Of late, however, the six conservative members of this body have combined to hand down decisions that run wildly counter to the court’s own raison d’être which is: “As the final arbiter of the law, the court is charged with ensuring the American people the promise of equal justice under law and, thereby, also functions as guardian and interpreter of the constitution.” This term, members vaporised that promise.
For example, all six voted to overturn a federal ban on bump stocks, attachments that enable semi-automatic rifles to fire up to 800 rounds per minute, a rate comparable to still-illegal machine guns. Bump stocks were used in the deadliest shooting in US history, the Las Vegas concert massacre in 2017, in which the gunman fired more than 1000 rounds, killing 60 and wounding 413. The justices twisted terminology like “single function of a trigger” to their own twisted political agenda. Allowing individuals to kill at an exponentially higher rate doesn’t seem much like “equal justice” to me.
The same 6-3 majority held that banning homeless encampments on public property does not constitute “cruel and unusual” punishment, because homeless people were being punished for conduct, like sleeping in public parks and such, which can be criminal, as opposed to the status of being homeless, which would be protected under law. Once more, justices wrestled language to the ground to empower cities to solve their homeless problem by clearing them out.
In the now-infamous Chevron case, the court overturned its own 40-year-old decision and shifted immense power from issue experts in federal agencies – think nuclear engineers, climate scientists, food and drug-safety specialists and more – to their fellow judges. Chief Justice John Roberts wrote for the recurring 6-3 majority that, “Judicial deference to agency rulemaking was incompatible with the courts’ fundamental duty to interpret the law,” though he left out the “even if the court doesn’t know jackshit about the relevant subject matter”. Chevron was a huge win for corporate profits, but equal justice ended up under the bus once more.
And in the most glamorous case of their 2024 term, the sycophantic six ruled that former president Donald Trump was immune from prosecution for “official duties”, which his lawyers argue include strong-arming state officials to alter election results, submitting fraudulent slates of electors, and pressuring his vice president to overturn a national election. And while the majority once more disembowelled equal justice by parsing language, Justice Sonia Sotomayor’s dissent was decidedly unambiguous: “The president is now a king above the law.” The case’s name was painfully clear – Trump v United States – and the latter lost big.
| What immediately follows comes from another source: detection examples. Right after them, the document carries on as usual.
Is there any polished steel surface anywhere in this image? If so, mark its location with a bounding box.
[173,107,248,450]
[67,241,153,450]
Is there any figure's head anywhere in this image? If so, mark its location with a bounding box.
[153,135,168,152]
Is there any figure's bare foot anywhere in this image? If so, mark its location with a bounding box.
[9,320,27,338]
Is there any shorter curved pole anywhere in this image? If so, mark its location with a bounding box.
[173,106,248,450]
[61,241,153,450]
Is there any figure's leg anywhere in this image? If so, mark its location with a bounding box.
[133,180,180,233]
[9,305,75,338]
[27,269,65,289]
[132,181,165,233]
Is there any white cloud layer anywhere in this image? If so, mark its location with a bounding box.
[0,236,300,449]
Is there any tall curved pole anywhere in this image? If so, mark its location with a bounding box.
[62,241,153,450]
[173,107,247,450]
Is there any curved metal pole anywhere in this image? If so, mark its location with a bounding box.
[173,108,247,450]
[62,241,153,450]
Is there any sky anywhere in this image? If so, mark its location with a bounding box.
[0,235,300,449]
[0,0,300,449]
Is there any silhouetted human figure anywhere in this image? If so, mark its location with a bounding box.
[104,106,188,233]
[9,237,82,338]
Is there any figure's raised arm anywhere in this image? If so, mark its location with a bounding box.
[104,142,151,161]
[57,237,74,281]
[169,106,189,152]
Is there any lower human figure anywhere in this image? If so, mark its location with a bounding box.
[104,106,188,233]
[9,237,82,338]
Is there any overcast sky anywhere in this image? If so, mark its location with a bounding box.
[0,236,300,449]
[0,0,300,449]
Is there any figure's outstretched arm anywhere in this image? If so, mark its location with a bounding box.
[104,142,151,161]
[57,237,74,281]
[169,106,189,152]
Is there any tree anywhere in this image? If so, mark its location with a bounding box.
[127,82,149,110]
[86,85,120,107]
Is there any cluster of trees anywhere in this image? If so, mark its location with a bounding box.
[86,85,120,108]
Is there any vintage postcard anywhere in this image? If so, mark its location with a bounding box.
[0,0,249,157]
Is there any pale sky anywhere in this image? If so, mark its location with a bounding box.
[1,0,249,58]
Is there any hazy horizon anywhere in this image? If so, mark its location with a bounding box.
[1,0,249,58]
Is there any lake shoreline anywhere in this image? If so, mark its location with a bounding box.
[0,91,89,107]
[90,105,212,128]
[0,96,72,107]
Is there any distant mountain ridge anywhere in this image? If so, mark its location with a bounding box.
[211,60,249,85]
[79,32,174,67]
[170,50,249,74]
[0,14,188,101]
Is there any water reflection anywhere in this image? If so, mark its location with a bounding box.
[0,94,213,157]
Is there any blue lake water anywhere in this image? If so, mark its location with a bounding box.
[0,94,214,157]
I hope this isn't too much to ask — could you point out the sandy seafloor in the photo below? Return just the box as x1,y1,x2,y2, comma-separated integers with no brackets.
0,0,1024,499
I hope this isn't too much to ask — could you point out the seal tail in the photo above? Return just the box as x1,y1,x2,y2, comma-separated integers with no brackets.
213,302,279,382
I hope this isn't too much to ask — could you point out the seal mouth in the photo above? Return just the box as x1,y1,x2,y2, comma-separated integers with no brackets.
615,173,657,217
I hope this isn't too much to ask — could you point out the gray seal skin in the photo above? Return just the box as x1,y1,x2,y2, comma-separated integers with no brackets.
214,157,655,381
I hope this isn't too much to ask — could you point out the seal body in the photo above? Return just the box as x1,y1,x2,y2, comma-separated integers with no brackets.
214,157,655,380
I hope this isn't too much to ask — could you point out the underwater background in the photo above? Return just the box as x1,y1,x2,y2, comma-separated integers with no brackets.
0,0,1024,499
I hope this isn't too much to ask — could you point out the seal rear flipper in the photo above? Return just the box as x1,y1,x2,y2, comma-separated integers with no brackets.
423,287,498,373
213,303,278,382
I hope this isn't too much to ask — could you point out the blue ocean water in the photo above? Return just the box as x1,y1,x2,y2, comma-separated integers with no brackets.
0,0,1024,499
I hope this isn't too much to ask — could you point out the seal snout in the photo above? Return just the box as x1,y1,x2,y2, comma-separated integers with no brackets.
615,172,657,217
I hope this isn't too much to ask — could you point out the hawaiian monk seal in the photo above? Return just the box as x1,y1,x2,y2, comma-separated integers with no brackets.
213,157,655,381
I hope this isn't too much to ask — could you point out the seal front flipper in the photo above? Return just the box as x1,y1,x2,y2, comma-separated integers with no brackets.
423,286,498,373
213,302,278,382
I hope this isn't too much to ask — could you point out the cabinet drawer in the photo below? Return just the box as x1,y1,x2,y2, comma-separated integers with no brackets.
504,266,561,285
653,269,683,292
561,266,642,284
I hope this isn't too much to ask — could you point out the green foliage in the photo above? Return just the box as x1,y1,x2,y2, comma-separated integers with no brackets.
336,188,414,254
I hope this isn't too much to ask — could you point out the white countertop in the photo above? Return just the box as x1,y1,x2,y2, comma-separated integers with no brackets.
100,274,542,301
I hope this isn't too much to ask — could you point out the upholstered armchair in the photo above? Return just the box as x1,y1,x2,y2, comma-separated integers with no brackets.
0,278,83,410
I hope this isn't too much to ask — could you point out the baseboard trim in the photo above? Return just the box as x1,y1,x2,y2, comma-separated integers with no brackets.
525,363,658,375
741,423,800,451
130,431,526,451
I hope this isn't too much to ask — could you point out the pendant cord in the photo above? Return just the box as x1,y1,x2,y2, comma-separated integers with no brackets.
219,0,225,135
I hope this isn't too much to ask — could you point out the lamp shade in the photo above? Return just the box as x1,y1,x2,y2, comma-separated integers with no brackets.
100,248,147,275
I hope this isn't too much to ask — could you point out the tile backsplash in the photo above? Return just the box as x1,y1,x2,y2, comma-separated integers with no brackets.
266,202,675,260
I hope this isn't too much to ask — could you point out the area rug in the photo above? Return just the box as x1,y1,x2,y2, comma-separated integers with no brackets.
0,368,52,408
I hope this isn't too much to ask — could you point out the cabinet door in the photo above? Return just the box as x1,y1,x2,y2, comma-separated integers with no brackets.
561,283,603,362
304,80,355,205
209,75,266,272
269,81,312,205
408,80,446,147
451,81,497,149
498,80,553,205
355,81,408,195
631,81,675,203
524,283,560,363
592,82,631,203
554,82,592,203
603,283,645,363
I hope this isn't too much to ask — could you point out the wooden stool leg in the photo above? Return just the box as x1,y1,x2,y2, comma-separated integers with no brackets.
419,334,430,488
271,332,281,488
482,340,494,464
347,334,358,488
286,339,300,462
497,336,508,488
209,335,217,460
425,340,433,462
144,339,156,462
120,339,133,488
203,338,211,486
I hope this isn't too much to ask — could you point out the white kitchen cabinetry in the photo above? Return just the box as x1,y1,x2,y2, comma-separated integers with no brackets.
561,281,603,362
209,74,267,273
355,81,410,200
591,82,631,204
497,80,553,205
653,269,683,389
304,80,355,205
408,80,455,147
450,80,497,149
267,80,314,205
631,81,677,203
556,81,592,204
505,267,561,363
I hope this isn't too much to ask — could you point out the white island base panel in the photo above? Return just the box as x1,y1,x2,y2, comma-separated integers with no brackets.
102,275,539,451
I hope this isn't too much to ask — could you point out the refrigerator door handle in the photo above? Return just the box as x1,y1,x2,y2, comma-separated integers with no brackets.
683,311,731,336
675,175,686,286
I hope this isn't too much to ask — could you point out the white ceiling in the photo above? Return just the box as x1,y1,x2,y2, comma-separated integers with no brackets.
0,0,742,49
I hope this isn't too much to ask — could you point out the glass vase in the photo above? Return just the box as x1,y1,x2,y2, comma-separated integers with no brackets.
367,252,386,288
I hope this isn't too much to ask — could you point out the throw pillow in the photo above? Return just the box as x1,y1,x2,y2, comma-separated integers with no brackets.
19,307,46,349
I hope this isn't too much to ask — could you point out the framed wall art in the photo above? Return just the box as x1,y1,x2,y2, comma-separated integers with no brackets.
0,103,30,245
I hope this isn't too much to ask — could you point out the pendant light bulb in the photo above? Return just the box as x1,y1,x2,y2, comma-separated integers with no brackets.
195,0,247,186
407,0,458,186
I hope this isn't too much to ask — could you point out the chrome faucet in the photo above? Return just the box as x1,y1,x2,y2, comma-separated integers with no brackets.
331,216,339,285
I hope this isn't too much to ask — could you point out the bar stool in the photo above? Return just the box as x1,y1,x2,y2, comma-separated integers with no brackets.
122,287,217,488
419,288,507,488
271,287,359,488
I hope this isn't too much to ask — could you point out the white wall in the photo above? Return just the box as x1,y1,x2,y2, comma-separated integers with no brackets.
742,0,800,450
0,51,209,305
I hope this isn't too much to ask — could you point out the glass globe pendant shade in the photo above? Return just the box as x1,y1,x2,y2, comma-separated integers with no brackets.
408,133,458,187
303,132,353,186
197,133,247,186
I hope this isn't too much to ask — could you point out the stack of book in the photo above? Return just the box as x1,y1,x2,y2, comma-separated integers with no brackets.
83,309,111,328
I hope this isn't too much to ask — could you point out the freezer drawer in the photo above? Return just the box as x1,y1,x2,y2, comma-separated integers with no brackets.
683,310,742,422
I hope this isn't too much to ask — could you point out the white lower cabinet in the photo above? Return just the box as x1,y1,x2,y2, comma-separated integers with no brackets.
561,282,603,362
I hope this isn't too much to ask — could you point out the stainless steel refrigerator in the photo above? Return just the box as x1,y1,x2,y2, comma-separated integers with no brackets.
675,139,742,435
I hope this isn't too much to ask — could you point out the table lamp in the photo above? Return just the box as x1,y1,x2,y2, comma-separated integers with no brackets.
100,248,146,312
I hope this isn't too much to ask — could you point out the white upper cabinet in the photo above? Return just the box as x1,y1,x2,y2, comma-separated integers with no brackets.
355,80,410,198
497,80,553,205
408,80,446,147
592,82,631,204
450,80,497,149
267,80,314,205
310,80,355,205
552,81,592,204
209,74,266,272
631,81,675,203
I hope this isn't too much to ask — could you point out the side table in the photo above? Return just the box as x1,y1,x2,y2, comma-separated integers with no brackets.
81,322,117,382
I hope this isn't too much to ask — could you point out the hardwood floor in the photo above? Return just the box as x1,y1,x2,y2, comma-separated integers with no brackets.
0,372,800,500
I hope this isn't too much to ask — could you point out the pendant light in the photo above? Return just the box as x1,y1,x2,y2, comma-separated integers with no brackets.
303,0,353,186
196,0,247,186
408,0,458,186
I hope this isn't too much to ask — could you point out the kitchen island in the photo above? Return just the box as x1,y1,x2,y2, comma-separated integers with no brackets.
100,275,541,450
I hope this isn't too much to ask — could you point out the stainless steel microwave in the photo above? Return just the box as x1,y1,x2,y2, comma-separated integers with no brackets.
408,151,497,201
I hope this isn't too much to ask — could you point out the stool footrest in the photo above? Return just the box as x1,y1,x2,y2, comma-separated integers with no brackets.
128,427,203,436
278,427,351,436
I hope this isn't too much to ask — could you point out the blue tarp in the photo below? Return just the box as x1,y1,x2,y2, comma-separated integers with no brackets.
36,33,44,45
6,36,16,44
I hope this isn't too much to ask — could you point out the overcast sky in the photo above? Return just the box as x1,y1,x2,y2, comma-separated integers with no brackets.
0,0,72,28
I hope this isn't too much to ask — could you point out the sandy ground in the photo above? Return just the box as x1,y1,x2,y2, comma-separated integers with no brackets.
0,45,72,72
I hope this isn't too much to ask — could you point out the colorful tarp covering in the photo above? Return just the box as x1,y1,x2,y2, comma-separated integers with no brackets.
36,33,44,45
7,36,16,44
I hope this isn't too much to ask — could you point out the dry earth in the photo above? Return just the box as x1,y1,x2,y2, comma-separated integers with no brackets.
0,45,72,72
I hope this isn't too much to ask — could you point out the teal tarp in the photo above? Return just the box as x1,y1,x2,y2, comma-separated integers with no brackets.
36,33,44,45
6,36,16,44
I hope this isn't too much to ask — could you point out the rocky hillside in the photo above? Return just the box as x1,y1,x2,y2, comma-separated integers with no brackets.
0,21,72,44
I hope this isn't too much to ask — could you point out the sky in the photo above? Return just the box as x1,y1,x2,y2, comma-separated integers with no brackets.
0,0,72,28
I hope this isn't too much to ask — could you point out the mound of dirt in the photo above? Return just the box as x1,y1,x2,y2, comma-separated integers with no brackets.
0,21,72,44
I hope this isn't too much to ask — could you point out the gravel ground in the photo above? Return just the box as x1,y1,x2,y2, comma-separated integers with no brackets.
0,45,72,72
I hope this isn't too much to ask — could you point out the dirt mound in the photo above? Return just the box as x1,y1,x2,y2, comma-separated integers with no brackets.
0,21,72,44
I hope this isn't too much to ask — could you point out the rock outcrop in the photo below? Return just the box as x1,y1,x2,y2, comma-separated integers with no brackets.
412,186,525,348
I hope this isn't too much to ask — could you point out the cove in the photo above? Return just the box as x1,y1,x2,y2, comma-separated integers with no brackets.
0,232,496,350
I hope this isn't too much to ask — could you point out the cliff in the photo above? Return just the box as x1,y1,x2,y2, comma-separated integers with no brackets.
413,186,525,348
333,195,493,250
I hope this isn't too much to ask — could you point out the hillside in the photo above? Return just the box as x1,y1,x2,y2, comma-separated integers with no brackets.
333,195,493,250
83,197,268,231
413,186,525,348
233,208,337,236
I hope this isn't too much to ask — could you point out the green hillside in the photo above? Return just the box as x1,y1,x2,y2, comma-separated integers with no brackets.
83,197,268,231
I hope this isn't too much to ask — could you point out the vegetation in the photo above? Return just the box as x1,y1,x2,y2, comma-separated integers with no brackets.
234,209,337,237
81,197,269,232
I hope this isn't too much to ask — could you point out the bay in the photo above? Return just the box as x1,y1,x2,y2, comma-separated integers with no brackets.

It feels like a very dangerous time, one made more dangerous when those appointed to be our last bastions of rational, unemotional and apolitical thought and decision-making seem hellbent on perverting the very constitution they were created to protect. This Supreme Court is playing word games with the lives and freedoms of hundreds of millions of Americans, and sadly, equal justice is not even on the board.
Jonathan Kronstadt is a freelance writer working in Washington DC.